The UK Jewish Film Festival offers fascinating films in Brighton

The UK Jewish Film Festival is coming to Brighton with striking new films featured on November 28 and 29.

Monday, 26th November 2018, 7:30 am
Promise at Dawn
Promise at Dawn

Promise at Dawn and The Testament are showing at Komedia Brighton on November 28 and November 29 respectively

Spokeswoman Charlotte Palmer said: “Eric Barbier’s drama Promise at Dawn centres on the relationship between twentieth-century writer and aviator Romain Gary (Pierre Niney, Yves Saint Laurent) and his mother Mina (Charlotte Gainsbourg). It’s a witty, lyrical look at the relationship between a pushy, domineering mother and the son she drives to literary stardom. Gainsbourg was nominated for Best Actress at this year’s César Awards for her performance, and the film closes out the programme at the festival’s final Gala Screening in London.

“The Testament, from first-time director Amichai Greenberg, deals with family relationships in a much more serious light. This gripping drama explores the futile search for truth: while meticulously putting together a case against Holocaust deniers, Orthodox historian Yoel (Ori Pfeffer, Hacksaw Ridge) unearths evidence that calls into the question the identity of his own mother (Rivka Gur, Epilogue).”

Promise at Dawn: Wednesday 28th November 8.30pm, Komedia Brighton

The Testament: Thursday 29th November 8.30pm, Komedia Brighton

Charlotte added: “At the core of UK Jewish Film’s values is the notion that film is universal. It crosses cultures and divides and has the ability to unite, engage and educate diverse audiences through the telling of cinematic stories that provide varied perspectives on Jewish and Israeli life and culture.

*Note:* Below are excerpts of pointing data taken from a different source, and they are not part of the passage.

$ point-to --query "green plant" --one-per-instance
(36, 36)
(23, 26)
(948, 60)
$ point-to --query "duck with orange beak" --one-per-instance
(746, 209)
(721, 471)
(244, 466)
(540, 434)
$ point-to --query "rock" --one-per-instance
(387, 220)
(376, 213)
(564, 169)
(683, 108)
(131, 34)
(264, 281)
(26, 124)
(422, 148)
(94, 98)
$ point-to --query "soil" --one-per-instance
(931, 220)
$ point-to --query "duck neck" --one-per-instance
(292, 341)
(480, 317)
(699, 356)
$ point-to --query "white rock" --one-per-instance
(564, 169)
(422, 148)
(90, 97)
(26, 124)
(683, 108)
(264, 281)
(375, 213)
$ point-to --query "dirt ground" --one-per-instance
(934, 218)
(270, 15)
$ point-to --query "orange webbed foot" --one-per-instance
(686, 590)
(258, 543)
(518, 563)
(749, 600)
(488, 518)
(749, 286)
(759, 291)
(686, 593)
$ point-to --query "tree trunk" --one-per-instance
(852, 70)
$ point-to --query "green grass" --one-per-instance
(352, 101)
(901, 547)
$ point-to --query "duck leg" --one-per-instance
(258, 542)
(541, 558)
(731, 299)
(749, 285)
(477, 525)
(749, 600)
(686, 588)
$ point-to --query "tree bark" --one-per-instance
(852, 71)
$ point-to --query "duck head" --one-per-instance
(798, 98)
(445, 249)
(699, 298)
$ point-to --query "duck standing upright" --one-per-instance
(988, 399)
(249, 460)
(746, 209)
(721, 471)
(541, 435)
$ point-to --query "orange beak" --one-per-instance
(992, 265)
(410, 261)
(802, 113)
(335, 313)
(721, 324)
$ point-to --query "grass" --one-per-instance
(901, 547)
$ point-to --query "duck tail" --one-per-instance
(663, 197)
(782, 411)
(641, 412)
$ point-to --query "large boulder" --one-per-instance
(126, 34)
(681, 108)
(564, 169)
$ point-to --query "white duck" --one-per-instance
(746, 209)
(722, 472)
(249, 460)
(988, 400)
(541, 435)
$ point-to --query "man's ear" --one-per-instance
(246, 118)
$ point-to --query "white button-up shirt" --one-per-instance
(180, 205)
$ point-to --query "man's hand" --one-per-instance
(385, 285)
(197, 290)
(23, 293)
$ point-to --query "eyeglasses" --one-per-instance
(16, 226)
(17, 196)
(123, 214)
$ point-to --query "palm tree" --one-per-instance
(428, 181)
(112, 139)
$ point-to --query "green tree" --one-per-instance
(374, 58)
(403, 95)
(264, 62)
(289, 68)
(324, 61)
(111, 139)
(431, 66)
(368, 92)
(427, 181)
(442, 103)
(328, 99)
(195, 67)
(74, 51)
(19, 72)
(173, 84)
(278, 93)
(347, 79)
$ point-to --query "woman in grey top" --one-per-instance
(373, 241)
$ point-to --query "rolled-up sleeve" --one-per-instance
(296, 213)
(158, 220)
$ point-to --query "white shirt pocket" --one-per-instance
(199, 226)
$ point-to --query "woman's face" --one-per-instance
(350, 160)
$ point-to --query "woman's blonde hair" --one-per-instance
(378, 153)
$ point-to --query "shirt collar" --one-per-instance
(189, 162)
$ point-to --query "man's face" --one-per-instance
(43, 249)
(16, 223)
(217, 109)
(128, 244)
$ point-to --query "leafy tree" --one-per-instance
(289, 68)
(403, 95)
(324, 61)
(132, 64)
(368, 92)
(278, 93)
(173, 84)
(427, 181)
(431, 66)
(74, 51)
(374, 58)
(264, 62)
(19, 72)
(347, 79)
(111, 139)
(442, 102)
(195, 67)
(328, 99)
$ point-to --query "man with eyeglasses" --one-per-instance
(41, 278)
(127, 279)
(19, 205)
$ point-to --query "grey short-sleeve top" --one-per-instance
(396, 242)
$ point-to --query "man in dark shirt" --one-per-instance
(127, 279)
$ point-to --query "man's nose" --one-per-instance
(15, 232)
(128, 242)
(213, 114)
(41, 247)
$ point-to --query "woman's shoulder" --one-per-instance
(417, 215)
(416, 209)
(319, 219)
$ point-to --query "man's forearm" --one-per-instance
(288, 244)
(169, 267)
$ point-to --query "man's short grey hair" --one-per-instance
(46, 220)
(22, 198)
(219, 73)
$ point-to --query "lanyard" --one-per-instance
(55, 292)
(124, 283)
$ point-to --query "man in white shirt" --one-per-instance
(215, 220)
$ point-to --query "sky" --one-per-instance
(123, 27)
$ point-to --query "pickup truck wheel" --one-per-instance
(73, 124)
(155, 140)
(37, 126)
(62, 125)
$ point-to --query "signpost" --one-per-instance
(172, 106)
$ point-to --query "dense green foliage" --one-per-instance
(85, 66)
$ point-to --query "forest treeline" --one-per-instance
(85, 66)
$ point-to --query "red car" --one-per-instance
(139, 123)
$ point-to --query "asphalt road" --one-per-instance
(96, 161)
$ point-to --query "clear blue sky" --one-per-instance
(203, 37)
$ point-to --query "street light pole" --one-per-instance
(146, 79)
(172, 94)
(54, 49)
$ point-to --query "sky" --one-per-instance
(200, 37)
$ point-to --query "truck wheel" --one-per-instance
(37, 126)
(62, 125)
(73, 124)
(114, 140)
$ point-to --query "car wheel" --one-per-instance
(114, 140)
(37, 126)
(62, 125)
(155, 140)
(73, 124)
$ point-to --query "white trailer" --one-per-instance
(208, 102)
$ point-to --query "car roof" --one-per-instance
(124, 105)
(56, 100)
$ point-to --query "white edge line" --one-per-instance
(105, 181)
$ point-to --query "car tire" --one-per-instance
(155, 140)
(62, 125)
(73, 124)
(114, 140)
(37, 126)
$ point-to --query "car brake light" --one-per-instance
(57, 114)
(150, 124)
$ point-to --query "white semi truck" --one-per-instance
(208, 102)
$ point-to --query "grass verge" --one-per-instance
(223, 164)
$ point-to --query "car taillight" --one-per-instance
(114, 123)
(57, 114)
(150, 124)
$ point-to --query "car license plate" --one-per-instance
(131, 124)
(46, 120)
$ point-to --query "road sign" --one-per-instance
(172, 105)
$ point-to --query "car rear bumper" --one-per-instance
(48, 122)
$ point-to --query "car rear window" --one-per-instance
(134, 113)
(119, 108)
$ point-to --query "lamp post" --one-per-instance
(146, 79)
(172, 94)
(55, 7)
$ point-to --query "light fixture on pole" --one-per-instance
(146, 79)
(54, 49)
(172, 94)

“UK Jewish Film aims to develop a culture where Jewish film is recognised and enjoyed by the widest possible audience, and to bring Jewish related film to the heart of British cinema culture.

“UK Jewish Film welcomed 30,000 visitors last year through its flagship, annual UK Jewish Film Festival, its international festivals, as well as its 450 additional year-round screenings and previews at venues across London and the UK. Its wide range of films include feature films, documentaries, shorts and archive films, which reflect the diversity of Jewish and Israeli life and culture.

“Since its inception UK Jewish Film has welcomed over 300,000 visitors. Its popular video on demand platform brings its unique provision of film to many more. The organisation also runs acclaimed education programmes that reach hundreds of young people each year including through its schools’ programme harnessing the power of film to combat antisemitism.”